6:18 AM, January 06, 2017

Blogger Sabine Hossenfelder said...

Nobody,

You can use logic to deduce consequences only if you are dealing with mathematically clearly defined structures. In reality this is never the case. Mathematical relations are the only cases for which we can say "that's right" and "that's wrong" with 100% certainty. What the Greeks didn't take into account is that when referring to the real world all we can speak of are probabilities of something being correct.

I have no clue what you think this has to do with quantum physics.

6:31 AM, January 06, 2017

Blogger Plato Hagel said...

An argument from authority? What should it look like?

Well would there be deductive/inductive/abductive reasoning to suggest "a first principle," and then we recognize "the idea" of the proposal from such an authority as self evident? We would move on from there, and do our work?

9:42 AM, January 08, 2017

Blogger Ambi Valent said...

When the scientists working on quantifying the influence of greenhouse gases on global warming, they were faced with the counterargument that global warming would be caused by solar variability. They did not simply dismiss that argument, but quantifiwd both greenhouse gas signal and solar variability signal, and found that the greenhouse gas signal was the dominating cause of global warming.

Regarding General Relativity, my concerns with the classical model of black holes (still found in magazines and even with many science popularisers) were taken into account in the work of Liu and Zhang (2009). I recognize where I was wrong. Sorry for making such a mess here.

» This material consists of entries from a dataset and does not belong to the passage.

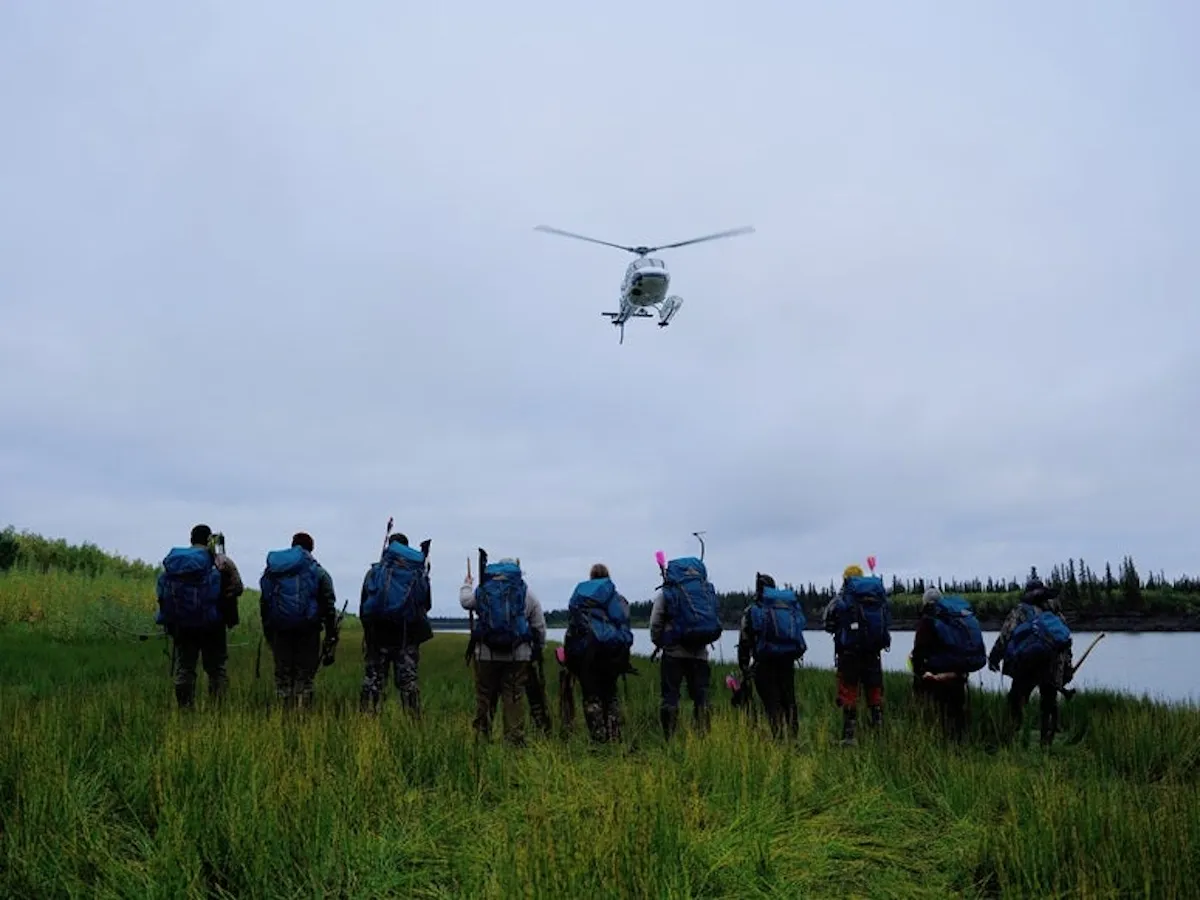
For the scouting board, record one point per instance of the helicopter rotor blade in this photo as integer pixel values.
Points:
(743, 229)
(582, 238)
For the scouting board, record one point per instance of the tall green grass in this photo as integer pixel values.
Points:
(107, 790)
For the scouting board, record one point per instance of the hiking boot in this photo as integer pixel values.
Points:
(849, 720)
(670, 719)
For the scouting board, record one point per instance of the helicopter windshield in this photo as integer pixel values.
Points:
(647, 263)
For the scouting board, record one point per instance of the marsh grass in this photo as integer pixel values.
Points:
(107, 790)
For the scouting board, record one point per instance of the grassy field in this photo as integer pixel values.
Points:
(106, 790)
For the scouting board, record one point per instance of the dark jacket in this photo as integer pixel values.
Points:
(327, 605)
(393, 634)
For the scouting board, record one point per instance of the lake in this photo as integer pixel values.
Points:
(1162, 665)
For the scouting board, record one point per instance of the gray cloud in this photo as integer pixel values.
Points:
(277, 271)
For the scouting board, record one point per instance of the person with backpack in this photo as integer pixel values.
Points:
(198, 591)
(947, 647)
(394, 609)
(859, 618)
(297, 599)
(769, 643)
(509, 622)
(597, 647)
(1035, 648)
(684, 619)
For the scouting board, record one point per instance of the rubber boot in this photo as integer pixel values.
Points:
(1049, 725)
(849, 720)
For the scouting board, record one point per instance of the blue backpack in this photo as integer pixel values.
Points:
(693, 609)
(501, 623)
(863, 616)
(395, 588)
(779, 622)
(959, 637)
(1036, 641)
(289, 589)
(189, 589)
(598, 621)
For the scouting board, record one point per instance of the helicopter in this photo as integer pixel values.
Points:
(646, 281)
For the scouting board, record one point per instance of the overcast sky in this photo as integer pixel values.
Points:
(271, 267)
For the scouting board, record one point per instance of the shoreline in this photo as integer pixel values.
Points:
(1111, 623)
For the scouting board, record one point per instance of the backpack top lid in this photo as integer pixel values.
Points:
(687, 568)
(402, 553)
(184, 561)
(778, 594)
(503, 569)
(286, 562)
(595, 588)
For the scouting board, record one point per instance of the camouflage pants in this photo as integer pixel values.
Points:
(501, 682)
(535, 693)
(191, 647)
(297, 660)
(400, 661)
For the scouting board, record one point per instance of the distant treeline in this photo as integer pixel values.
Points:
(1081, 591)
(1085, 593)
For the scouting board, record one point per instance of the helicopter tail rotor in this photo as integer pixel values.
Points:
(643, 250)
(583, 238)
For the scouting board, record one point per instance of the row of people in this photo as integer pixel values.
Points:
(199, 587)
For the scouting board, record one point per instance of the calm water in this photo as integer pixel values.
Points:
(1162, 665)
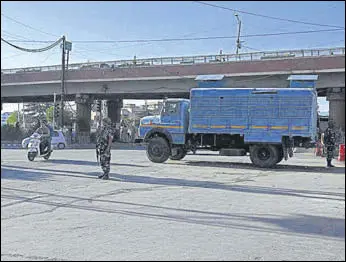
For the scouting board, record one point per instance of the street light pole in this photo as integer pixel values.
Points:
(238, 37)
(62, 82)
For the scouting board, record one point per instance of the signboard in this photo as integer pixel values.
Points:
(68, 46)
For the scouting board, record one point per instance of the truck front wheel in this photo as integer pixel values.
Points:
(180, 155)
(158, 150)
(264, 155)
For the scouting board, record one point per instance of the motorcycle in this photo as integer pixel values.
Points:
(34, 148)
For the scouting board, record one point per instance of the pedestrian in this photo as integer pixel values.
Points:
(329, 143)
(103, 146)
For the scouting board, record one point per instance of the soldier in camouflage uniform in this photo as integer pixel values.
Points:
(329, 143)
(103, 146)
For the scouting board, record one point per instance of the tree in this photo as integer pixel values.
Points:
(49, 114)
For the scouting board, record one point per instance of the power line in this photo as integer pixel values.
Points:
(28, 26)
(267, 16)
(184, 39)
(33, 50)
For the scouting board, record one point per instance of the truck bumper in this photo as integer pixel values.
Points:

(BTW, as a GR expert, what do you think about the work of Liu and Zhang?)

6:52 AM, January 09, 2017

Blogger Nobody said...

Hi Sabine!
I sent another post about a day or so ago but did not appear on this discussion. What is going on?

5:11 PM, January 09, 2017

Blogger Sabine Hossenfelder said...

Nobody,

I don't know. I only got one comment from you, four days ago, and it appears above. There's no other comment from you in the queue.